08 March 2014

Freedom of expression and walls (regime-made and self-made)

The walls are coming down in the City of Colombo.  This is one of the more apparent elements of the improvements that we see in the city’s landscape.  It has provoked an interesting response from an academic, I was told: mardanaye thaappath e vidihatama kadanavanam hondai (it would be good if the walls of repression are similarly dismantled).  This academic had elaborated and I translate here the comment as it was conveyed to me, leaving out names not out of fear but because they are irrelevant: ‘There are only two journalists who are able to write without fear.  I want to write about these walls; i.e. those of repression. In fact this is an article that I write every single day.  In my head.’

First of all I think he was grossly underestimating fearlessness and the numbers of the fearless.  There are many who openly criticize the regime and moreover do this on a regular basis. He is correct, however, on the fact of walls, although I might disagree about their strengths, heights and the costs of transgression.   

There are no countries without restriction, without censorship, formally or informally.  Some are smart about it, some not.  Some don’t have the resources to maintain an information apparatus so efficient that few would even believe it existed.  Some actually do.  What is important to understand is that in this uneven world the fact that there are rules implies that they can be stretched.  There’s always a way around censorship but there are certain conditions that must be fulfilled, fear or rather the overcoming of fear being just one.

There are two kinds of restrictions. There are formal rules which indicate boundaries that separate possible from impossible or at least ‘deemed impossible’.  Then there are informal rules which flow from the not so ad hoc construction of fear-culture.  Such restrictions are created by ‘exampling’ if you will of those who transgress the relevant lines.  Intimidation in the form of threat, attack, abduction, torture and even killing are well known instruments of defining such lines. Manifest lethargy of the law in investigating cases where such instruments have been used not only indicates strength or otherwise of the relevant legal apparatus but reveals key characteristics of relevant regime, including degree of complicity. 

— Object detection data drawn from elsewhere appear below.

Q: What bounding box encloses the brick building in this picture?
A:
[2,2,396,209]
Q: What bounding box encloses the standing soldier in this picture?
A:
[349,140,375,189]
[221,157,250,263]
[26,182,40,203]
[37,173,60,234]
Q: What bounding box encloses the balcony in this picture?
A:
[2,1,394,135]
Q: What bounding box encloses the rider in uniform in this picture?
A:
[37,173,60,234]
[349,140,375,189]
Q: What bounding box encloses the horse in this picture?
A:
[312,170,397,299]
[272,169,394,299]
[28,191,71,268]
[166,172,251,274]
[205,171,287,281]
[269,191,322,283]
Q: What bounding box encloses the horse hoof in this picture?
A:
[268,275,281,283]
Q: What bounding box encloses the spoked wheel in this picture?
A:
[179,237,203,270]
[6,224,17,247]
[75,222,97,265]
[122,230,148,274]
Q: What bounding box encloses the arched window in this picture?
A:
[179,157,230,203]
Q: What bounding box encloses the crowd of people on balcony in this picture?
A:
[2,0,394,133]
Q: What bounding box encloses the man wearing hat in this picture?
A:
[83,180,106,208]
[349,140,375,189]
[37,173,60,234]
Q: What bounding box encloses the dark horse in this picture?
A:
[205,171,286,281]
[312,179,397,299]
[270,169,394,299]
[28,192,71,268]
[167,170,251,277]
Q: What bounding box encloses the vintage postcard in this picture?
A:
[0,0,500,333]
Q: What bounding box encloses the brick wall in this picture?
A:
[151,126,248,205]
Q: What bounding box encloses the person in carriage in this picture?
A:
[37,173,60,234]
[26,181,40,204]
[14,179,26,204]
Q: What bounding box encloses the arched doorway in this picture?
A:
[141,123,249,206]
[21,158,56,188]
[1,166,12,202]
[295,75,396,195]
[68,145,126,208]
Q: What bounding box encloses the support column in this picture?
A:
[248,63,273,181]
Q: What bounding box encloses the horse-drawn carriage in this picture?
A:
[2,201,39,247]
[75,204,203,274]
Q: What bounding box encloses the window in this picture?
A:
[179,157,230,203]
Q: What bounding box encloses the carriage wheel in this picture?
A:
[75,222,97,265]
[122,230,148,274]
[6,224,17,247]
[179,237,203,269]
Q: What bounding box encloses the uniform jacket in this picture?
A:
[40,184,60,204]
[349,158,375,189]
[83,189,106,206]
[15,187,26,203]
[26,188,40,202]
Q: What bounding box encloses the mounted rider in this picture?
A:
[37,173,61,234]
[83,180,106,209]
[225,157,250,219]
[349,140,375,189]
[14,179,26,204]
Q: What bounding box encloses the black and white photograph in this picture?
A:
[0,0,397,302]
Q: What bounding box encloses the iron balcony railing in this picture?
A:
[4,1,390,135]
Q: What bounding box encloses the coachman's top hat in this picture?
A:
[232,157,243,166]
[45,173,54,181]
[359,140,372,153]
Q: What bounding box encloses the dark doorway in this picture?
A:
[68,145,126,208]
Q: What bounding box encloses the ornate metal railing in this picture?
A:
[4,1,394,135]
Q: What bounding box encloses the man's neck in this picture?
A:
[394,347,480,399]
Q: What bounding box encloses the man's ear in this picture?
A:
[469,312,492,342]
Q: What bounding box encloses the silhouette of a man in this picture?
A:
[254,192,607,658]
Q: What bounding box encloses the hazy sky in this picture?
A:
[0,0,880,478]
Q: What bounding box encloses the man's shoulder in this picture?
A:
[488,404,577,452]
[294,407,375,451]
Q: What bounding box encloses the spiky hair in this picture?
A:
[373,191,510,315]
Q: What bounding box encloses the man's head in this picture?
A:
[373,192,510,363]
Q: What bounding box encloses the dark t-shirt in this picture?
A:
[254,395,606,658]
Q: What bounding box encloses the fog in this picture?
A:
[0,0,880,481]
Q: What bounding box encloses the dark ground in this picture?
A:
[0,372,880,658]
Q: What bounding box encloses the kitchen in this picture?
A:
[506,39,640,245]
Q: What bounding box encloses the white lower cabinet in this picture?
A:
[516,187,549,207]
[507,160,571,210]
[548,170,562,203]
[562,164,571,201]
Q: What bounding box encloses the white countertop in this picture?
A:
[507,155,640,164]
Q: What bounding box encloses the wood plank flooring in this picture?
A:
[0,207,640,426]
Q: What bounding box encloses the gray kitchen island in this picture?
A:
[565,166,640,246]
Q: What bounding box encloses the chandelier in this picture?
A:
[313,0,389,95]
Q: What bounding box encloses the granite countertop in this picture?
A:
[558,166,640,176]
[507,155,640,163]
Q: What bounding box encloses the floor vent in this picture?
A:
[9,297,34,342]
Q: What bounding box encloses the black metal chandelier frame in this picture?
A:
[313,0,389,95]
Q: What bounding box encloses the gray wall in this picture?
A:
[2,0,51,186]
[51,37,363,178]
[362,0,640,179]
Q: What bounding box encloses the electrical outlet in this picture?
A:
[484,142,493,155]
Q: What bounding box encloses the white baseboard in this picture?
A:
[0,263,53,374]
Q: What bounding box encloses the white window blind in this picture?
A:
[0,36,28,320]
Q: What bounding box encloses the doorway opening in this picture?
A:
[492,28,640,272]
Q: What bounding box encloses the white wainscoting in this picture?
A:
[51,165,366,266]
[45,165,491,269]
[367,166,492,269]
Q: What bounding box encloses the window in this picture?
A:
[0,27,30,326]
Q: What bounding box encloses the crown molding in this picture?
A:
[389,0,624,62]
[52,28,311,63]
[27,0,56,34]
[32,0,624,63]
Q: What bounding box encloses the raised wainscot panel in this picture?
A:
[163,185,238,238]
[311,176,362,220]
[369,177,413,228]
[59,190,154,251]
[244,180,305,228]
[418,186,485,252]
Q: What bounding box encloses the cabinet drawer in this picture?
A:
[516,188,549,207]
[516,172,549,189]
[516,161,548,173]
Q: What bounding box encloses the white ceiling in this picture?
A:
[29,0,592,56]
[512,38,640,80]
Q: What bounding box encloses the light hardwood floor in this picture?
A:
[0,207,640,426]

How does one operate in regimes which are made of repressive walls, formal or otherwise? 
I believe that the most important weapon is integrity.  If one is motivated by malice, then one immediately turns the ground on which one stands and the territories that need to be crossed into quicksand.  This makes wall-jumping or wall-breaking extremely hard.  If, for example, one’s opposition to a particular regime and its repressive infrastructure is motivated by a preference for a different political camp that neither has a better track record in these matter nor shows any signs of having the political will and the ideological bent to do things differently if in power, wall-battering becomes a tainted operation and one which has to be undertaken without requisite numbers. 

If, for example, a person who has directly or indirectly supported a terrorist outfit on the premise ‘my enemy’s enemy is my friend,’ that person’s credentials as a righteous advocate of media freedom, let’s say, are severely compromised.  If someone is brave in pointing error of a particular political entity but is blind to the blemishes of another, the fact of selectivity compromises integrity.  If one advocates media freedom and goes on to mobilize support through the development of organizations and proceeds to pilfer the organizational kitty and use the process for self-aggrandizement, then too integrity loses out. 

Integrity constitutes the legs that make for wall-jumping, the shoulder that makes wall-breaking possible.  It is the heart that manifests itself as a beacon that draw mass to cause.  

One has to also avoid becoming victim of one’s own propaganda.  The enemy hardly ever appears in true dimensions.  It is profitable to make people believe that walls exist where there are none or else to convince them that existing walls are stronger and taller than they really are.  Sometimes, we often forget, that we too add to enemy-size. We make gonibillas (monsters) for purposes of expediency and they take a life of their own inside our own minds!  This is how walls acquire feet and start marching towards us from all sides.  We believe that the perimeter has contracted when in fact it is just that we’ve decided to stop a long way before we reach the no-no line. 

Wall makers know that people have prices and sometimes they purchase the would be wall-breaker.  We all have something to lose. We all come with a price tag. The question is whether or not we sell ourselves cheap.  Our price is a personal wall and we don’t do ourselves any favours by indicating to wall-maker what our price is.  

Then there is the wall of ignorance.  There is a wall of sloth.  Another of dishonesty.  These are not regime-made walls. They are the instruments of self-censorship. 

The first step to wall-breaking is the breaking of the walls that we ourselves create.  The academic who writes the wall-breaking article in his mind every single day, might do well to examine if he has himself constructed any walls and whether his inhibitions and lack of mobility is as defined by these as by regime-constructed repressive walls.  In fact, that’s a good exercise for all journalist and indeed all citizens, myself included of course.